Questions,answered.
Common questions about ARGOS products, pricing, integration, compliance, and security — with direct answers.
What is Anti-Money Laundering (AML)?
Anti-money laundering is an international regulation initiated by FATF, the global financial regulator. It was launched to maintain the reliability and stability of the international financial system as financial infrastructure expanded.
AML identifies illicit funds, improves transparency, and strengthens international cooperation to combat criminal activity and fraud.
How do I use ARGOS identity verification APIs?
ARGOS provides various APIs for identity authentication: Global ID Recognition, ID Liveness (fake-ID detection), and Face Compare. These are available individually as engine-level APIs, or combined in the ID check product.
Full documentation is available at developers.argosidentity.com.
What does KYC mean?
KYC stands for Know Your Customer. Starting with anti-money laundering regulation, KYC is the process of identifying customers to block illegal funds and fraud.
All financial flows occur through accounts, so identifying who owns an account is the first step — and it requires a very sophisticated process. We recommend selecting a business operator specialized in KYC to handle this critical foundation.
How does KYC verification work?
KYC verification is done in several stages:
- ID document classification and recognition via OCR
- Verification that the submitter is the real owner, using face matching
- Liveness detection to prevent photo or deepfake spoofing
- Final scoring (e.g. ARGOS Score) that combines all signals into an approval decision
This is the difference between a simple OCR tool and a comprehensive eKYC service — the latter gives you a safer, more auditable system.

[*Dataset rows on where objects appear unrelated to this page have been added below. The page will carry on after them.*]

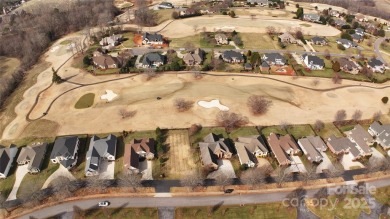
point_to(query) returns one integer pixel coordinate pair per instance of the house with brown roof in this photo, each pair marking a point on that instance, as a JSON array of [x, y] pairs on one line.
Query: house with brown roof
[[279, 153], [221, 39], [349, 66], [32, 156], [287, 38], [105, 62], [213, 148], [311, 147], [249, 148], [137, 151], [194, 57]]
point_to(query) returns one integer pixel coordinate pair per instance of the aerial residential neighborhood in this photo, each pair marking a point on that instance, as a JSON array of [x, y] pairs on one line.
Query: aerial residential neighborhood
[[194, 109]]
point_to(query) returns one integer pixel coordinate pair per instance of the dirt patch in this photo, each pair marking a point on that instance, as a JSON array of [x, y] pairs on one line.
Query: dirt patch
[[180, 161]]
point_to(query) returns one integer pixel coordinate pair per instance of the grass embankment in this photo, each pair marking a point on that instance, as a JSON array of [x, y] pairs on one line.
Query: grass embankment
[[270, 210], [85, 101]]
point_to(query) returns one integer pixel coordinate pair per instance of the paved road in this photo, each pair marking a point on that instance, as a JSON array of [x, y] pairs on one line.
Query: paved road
[[377, 45], [185, 201]]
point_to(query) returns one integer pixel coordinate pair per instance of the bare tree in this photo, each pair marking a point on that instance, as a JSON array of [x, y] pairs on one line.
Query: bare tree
[[340, 115], [127, 114], [182, 105], [192, 180], [230, 121], [195, 128], [377, 116], [357, 115], [129, 180], [281, 176], [258, 104], [319, 125]]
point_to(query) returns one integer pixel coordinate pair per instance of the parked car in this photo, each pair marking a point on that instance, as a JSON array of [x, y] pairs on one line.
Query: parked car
[[104, 204]]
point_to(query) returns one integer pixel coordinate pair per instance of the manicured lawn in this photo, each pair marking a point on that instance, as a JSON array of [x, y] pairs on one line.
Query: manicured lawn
[[198, 137], [85, 101], [382, 195], [340, 209], [272, 129], [139, 213], [270, 210], [328, 130], [164, 15], [300, 131], [243, 131]]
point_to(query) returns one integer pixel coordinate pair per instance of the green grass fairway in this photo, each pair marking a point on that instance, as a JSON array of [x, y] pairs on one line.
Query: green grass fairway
[[85, 101]]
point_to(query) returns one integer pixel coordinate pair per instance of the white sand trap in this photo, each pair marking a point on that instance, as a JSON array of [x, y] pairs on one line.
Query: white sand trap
[[213, 103], [109, 96]]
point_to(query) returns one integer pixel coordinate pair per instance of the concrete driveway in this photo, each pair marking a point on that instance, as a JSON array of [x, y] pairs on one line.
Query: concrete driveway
[[106, 170], [61, 171], [347, 162], [21, 171], [296, 165], [145, 167], [224, 167], [326, 164]]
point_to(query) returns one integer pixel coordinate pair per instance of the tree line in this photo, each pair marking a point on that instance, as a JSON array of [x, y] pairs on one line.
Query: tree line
[[361, 6], [27, 35]]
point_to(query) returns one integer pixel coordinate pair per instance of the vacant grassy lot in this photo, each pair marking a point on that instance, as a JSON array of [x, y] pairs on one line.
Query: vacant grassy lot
[[85, 101], [139, 213], [8, 66], [339, 210], [270, 210]]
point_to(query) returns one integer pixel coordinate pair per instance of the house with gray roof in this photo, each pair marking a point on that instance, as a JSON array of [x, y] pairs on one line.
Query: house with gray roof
[[213, 148], [249, 148], [312, 18], [346, 43], [313, 62], [311, 147], [381, 133], [319, 41], [100, 149], [153, 60], [232, 56], [376, 65], [274, 59], [65, 151], [349, 66], [152, 39], [137, 151], [261, 3], [362, 139], [32, 156], [7, 157]]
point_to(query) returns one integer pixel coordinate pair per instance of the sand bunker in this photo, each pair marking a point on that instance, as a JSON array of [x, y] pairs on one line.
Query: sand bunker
[[213, 103], [109, 96]]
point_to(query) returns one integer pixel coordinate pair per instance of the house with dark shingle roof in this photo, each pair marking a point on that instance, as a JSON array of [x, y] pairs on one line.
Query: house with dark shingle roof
[[319, 41], [7, 157], [274, 59], [32, 155], [152, 39], [348, 65], [249, 148], [376, 65], [381, 133], [153, 60], [137, 151], [99, 149], [65, 151], [313, 62], [231, 56], [213, 148], [311, 147]]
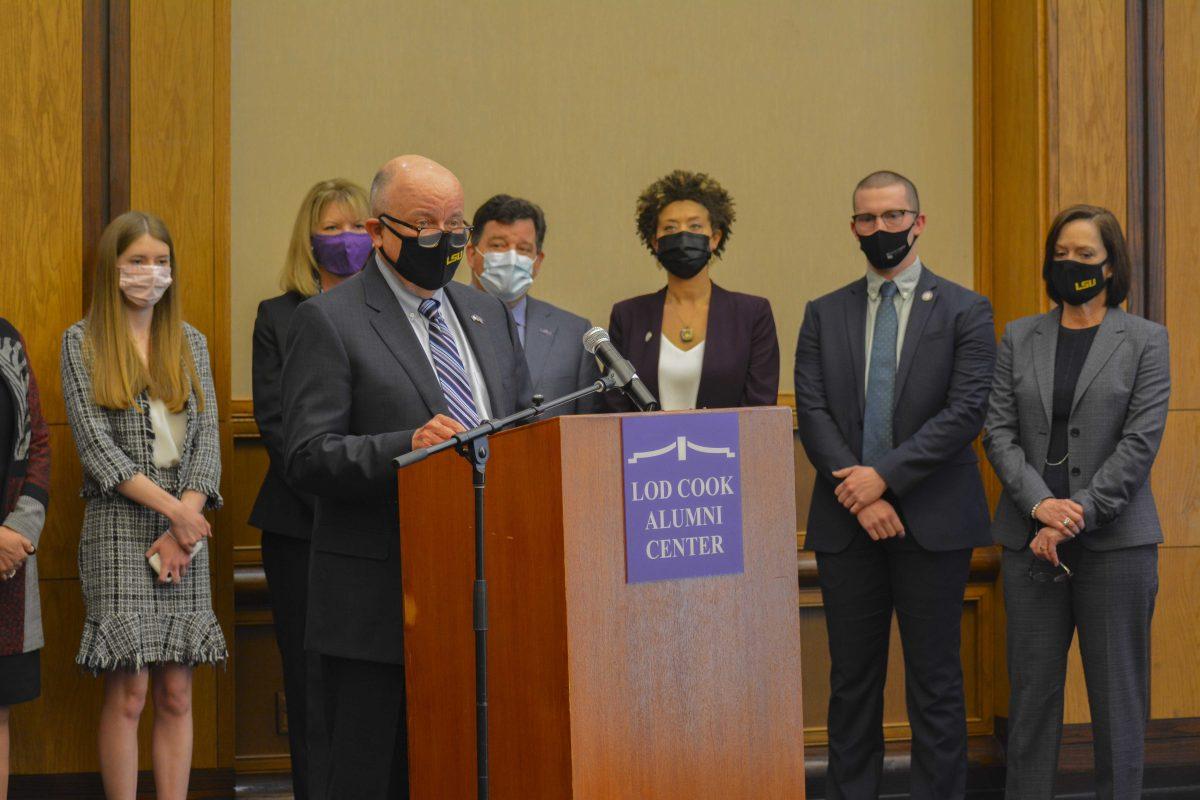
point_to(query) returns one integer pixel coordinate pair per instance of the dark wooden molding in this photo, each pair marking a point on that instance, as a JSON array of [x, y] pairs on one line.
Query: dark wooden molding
[[1155, 294], [106, 124], [87, 786], [1145, 226], [118, 107]]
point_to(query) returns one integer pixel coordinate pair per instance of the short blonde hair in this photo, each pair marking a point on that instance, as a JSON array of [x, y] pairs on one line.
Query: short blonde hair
[[299, 271]]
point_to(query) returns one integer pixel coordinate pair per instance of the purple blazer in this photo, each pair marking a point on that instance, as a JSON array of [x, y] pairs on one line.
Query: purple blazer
[[741, 353]]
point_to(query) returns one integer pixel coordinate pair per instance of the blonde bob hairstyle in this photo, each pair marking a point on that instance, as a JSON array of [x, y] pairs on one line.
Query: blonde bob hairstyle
[[118, 373], [299, 271]]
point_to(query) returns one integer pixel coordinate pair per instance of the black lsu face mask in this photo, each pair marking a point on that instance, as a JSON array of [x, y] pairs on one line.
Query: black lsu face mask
[[1077, 282], [887, 248], [430, 268], [684, 254]]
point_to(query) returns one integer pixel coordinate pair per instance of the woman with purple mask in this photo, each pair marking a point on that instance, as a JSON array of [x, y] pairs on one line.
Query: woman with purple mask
[[329, 245]]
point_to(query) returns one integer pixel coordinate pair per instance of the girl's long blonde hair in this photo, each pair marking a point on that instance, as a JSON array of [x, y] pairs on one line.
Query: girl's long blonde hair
[[299, 271], [118, 373]]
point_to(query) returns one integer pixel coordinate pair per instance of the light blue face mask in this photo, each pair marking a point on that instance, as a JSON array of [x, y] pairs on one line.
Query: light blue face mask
[[507, 275]]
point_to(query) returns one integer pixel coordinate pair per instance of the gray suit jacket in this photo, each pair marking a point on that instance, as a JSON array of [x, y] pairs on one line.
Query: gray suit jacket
[[558, 364], [357, 384], [1116, 425]]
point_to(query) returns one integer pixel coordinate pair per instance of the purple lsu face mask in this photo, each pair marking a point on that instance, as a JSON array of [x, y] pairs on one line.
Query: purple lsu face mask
[[343, 253]]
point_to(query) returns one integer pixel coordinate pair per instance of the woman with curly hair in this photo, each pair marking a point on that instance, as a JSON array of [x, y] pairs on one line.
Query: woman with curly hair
[[693, 343]]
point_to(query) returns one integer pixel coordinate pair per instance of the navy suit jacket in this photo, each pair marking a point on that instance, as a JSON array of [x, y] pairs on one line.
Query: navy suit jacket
[[558, 364], [941, 396], [357, 384], [279, 507], [741, 364]]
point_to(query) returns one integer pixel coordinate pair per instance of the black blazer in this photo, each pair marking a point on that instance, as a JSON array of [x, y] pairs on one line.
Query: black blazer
[[741, 364], [941, 397], [357, 384], [279, 507]]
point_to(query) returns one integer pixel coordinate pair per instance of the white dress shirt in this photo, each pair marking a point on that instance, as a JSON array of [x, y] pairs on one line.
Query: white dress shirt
[[411, 305]]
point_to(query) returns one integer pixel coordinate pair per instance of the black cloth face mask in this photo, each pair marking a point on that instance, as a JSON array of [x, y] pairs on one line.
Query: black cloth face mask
[[1077, 282], [887, 248], [430, 268], [683, 254]]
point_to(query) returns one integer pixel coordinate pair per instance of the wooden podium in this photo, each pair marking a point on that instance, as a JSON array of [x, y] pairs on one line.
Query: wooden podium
[[599, 689]]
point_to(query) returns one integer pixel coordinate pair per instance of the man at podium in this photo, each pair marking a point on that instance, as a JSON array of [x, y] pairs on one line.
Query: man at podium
[[396, 358]]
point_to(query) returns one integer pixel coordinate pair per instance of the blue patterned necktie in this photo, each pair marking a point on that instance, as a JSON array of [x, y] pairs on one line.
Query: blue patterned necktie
[[449, 367], [881, 379]]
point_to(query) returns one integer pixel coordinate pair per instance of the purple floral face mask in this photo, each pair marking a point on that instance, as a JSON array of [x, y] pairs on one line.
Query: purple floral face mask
[[343, 253]]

What is the KYC process flow?
KYC verification typically follows this process:
- Customer information collection: basic info like name, date of birth, and address
- Identification submission: official government document (ID card, passport, etc.)
- Submission verification: document authenticity, database checks, and Enhanced Due Diligence (EDD) if needed
Depending on regulation, additional post-processes such as risk assessment and continuous monitoring may apply.

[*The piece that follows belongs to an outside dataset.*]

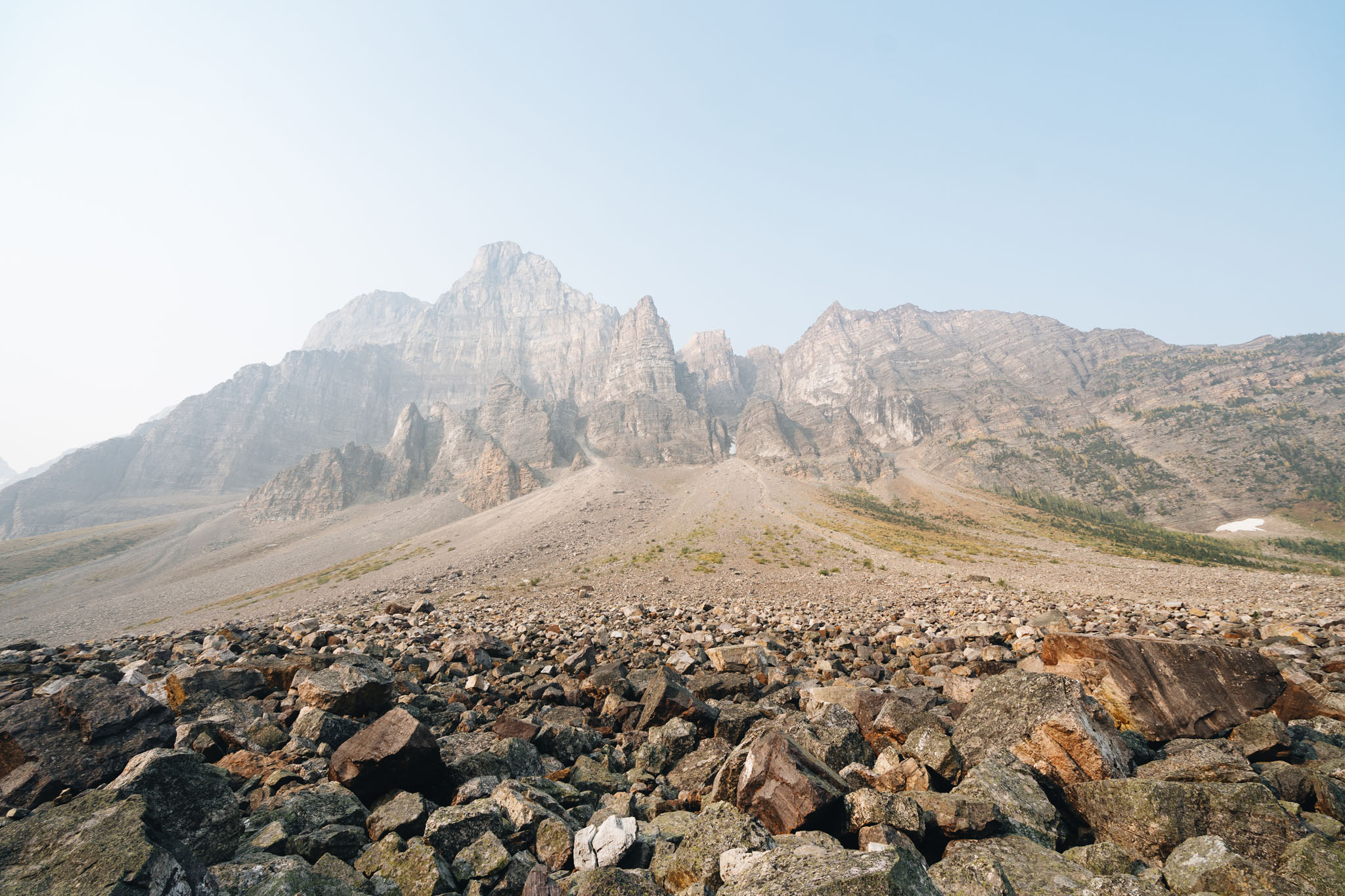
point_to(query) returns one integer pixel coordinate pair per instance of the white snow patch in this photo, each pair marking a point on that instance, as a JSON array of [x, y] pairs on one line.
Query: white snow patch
[[1252, 524]]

How does ARGOS verify ID authenticity?
ID authenticity is verified through multiple approaches:
- Template matching: ARGOS maintains templates for identity documents worldwide. Each scan is checked against expected regions and fields, feeding into ARGOS Score.
- Encoded data reading: ID documents embed machine-readable codes (BAR CODE, MRZ). ARGOS analyzes these areas — often invisible to the naked eye — to verify the underlying data.
- Third-party comparison: Where available, ARGOS compares against trusted databases from government agencies, telcos, or banks that already perform identity verification.
How common is ID forgery and identity theft?
Identity fraud — whether falsified or stolen — enables a range of downstream crimes once an account is created or taken over. The higher the expected criminal proceeds, the more sophisticated the forgery method, and the more frequent the attempts.
ARGOS continuously updates its anti-forgery process to stay ahead of new spoofing patterns, including AI-generated documents and deepfake presentation attacks.
Can eKYC be conducted online?
Online eKYC requires a more advanced process than offline face-to-face verification, because remote users have more latitude to manipulate the flow. We recommend building this on top of an integrated eKYC service like ARGOS, and evaluating how flexibly the service aligns with your internal policies.